Most players are completely ignoring their own equipment. When you burn through your cash reserves, the game offers a default free loadout so you can still deploy. The common complaint is that this free kit only gives you enough ammunition for about one standard firefight. Runners are dropping in, shooting a single security guard, and then realizing that they are out of bullets.
Press The G Key
You need to look at your inventory. The default free loadout comes equipped with a deployable ammo bag.
If you are running the free kit and your gun clicks empty, press the G key on your keyboard. Your runner will literally throw a heavy bag of ammunition onto the ground that you and your squad can use to completely resupply. It is a massive lifeline provided by the developers, and the vast majority of the community is bleeding out in the dirt because they refuse to read their equipment slots. I felt like an absolute idiot when I finally figured it out.

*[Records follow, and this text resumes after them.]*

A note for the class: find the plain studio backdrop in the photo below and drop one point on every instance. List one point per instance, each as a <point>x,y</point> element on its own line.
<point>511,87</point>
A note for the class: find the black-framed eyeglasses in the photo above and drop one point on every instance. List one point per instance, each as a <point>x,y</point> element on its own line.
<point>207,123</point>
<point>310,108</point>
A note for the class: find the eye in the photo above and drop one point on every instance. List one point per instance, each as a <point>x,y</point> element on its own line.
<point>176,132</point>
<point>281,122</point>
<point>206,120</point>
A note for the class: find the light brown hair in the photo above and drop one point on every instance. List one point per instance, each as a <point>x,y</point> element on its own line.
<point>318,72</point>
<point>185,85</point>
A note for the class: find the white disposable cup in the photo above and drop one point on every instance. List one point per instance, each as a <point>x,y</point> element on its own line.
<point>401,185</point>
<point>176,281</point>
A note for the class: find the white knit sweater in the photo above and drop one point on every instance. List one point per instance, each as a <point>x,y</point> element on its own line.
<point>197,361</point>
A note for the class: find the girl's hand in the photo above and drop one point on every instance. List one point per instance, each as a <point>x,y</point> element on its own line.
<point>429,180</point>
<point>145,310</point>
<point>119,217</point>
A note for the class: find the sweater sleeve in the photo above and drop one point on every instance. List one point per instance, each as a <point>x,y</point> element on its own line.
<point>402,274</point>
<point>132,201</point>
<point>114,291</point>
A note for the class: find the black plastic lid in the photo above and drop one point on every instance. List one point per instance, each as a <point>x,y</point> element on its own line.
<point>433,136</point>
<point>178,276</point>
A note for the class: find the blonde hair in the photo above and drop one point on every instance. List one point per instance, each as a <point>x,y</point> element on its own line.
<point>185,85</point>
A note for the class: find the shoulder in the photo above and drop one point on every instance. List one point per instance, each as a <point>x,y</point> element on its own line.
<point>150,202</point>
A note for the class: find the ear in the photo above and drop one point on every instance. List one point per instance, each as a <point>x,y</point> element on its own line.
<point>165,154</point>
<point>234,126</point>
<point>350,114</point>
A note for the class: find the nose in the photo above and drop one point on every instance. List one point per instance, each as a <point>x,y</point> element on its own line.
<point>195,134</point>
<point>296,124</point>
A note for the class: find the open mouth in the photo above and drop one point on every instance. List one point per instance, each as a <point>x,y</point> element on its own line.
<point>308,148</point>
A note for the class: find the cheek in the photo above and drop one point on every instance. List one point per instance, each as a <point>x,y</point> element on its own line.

Do not make my mistake. Drop the bag.
The New Math of Gunfights
Having a free ammo bag helps, but it will not fix your long term economy. You have to change how you approach combat entirely.
The biggest misconception new players have is treating AI enemies like walking resupply stations. I learned this lesson the hard way. The AI enemies in Marathon currently do not drop ammo upon death. They might drop other crafting components or salvage, but they will leave you completely dry on ballistics.
The AI Tax
This creates a massive economic reality that you must accept immediately. Every single AI fight is mathematically negative unless it blocks your primary objective.
If you see a patrol of guards wandering down a hallway, pulling the trigger is the worst financial decision you can make. Every bullet fired into an AI is lost money. You cannot shoot your way out of an ammo deficit. If you take an unnecessary fight against the local wildlife or security forces, you must accept that the resources you spent are gone forever. The AI is simply a tax on your progression. You are paying a toll in lead to walk through a room.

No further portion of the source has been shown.